As always, Edward Herrmann's narration is excellent.
Let's begin with the narration: Edward Hermann is one of the best narrators around, and I often choose books because he is the narrator. He once again delivers a fabulous reading that enhances the story being told.
Parkland is the detailed look of the four days in November 1962 when the Parkland Hospital became a central part of the story of the JFK, and then Lee Harvey Oswald, murders. The story is greater than that of the hospital, and the details and what seems objective retrospective look at what happened were fascinating. JFK's assassination seems to be one of the most dissected moments of US history, with many assumptions and inaccuracies perpetuated through the years. Bugliosi addresses some of these, and offers reasonable explanations as to why some of the decisions were made the way they were, even though 50+ years later we still debate the decisions. I recommend the book to anyone who enjoys history.
Interesting memoir of a man and his bar. Moehringer shares his upbringing and the influence of the local bar on his life, the examples (both positive and negative) that were offered there, the encouragement and discouragement he received, and his longing for belonging. It certainly offered an interesting social commentary about the sense of belonging in our society and it encourages me to think about where we might find that outside of a bar.

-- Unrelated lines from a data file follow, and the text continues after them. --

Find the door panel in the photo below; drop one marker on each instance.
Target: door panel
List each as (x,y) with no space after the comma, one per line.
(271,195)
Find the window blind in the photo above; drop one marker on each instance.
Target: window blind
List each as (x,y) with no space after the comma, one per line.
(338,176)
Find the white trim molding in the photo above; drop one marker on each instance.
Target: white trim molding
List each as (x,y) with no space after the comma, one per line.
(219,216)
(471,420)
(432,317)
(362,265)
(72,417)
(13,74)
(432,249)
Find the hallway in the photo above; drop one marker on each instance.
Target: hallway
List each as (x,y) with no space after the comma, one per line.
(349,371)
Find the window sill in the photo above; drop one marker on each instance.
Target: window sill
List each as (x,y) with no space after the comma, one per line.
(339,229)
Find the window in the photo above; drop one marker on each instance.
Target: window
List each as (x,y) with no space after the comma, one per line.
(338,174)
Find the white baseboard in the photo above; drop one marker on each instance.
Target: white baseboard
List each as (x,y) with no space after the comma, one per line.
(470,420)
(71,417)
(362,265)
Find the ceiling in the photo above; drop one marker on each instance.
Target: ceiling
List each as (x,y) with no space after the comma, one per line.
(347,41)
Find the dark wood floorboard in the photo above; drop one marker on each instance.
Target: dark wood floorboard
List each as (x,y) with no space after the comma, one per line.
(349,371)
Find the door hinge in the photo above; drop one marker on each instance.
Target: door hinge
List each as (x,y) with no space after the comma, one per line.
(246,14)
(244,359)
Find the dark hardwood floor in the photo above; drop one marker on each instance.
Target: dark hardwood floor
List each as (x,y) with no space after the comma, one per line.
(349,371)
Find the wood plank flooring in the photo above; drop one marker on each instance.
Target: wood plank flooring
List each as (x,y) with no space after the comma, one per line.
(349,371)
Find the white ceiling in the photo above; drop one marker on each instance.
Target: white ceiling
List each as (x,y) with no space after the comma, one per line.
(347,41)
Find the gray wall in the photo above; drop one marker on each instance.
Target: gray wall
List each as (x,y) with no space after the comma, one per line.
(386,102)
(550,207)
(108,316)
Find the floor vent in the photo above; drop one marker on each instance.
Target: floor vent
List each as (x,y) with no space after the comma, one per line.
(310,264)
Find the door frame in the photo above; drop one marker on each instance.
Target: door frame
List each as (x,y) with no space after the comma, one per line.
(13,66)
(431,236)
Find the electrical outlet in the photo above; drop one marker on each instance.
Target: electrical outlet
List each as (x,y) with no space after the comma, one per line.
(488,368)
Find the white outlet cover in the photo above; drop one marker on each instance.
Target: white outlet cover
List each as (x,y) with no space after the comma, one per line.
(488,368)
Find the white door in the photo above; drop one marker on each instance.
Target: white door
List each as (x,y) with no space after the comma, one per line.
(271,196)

Quite enjoyable and I understand why this story captivated Walt Disney and countless little children. As with any book-to-movie, there is more in the book...who knew Jane and Michael and twin siblings? Travers' imagination was strong and the story of Mary Poppins, and her impact on the Banks family is still valuable today.
I listened to the book, and it is an outstanding listen, with two different narrators voicing Sarah and Handful. I continue to enjoy Kidd's books, her attention to detail and her ability to weave a great story. As Sarah and Handful grow up, each exploring their own limitations, hopes and moments of courage, I was caught up in their story and wondered how I might have responded to their challenges, whether I be Sarah or Handful. This book is well worth the read/listen.
This was an interesting book and challenged assumptions I had about our prison system and they type of people I'm them, some assumptions I wasn't consciously aware I had until reading this book. Kerman's story is told in an authentic manner, and while she addresses some of her biases, it does not come across in a preach-y manner. I think it's rare to get the insight she offers in a mostly objective manner that is as popularly read as this book is. I don't think I'll bother with the tv show; I don't want to suffer the perversion of the book into something more flashy for tv. I don't think this book is for everyone, but if you're up for a nonfiction tale of our modern day prison system, then by all means, grab this book.
I listened to this book, narrated by Lowe, and I would let him read the fine print on my prescriptions to me. Dreamy. Content-wise, this is not as strong of a read as his previous book, however there were stories and insights to enjoy. I am particularly appreciative of how he talks about his wife of 22+ years with love and reverence. It's refreshing when so many celebrities go through wives like the go through toothbrushes. Bravo, Rob. If you put out another book I'll probably listen to that one, too.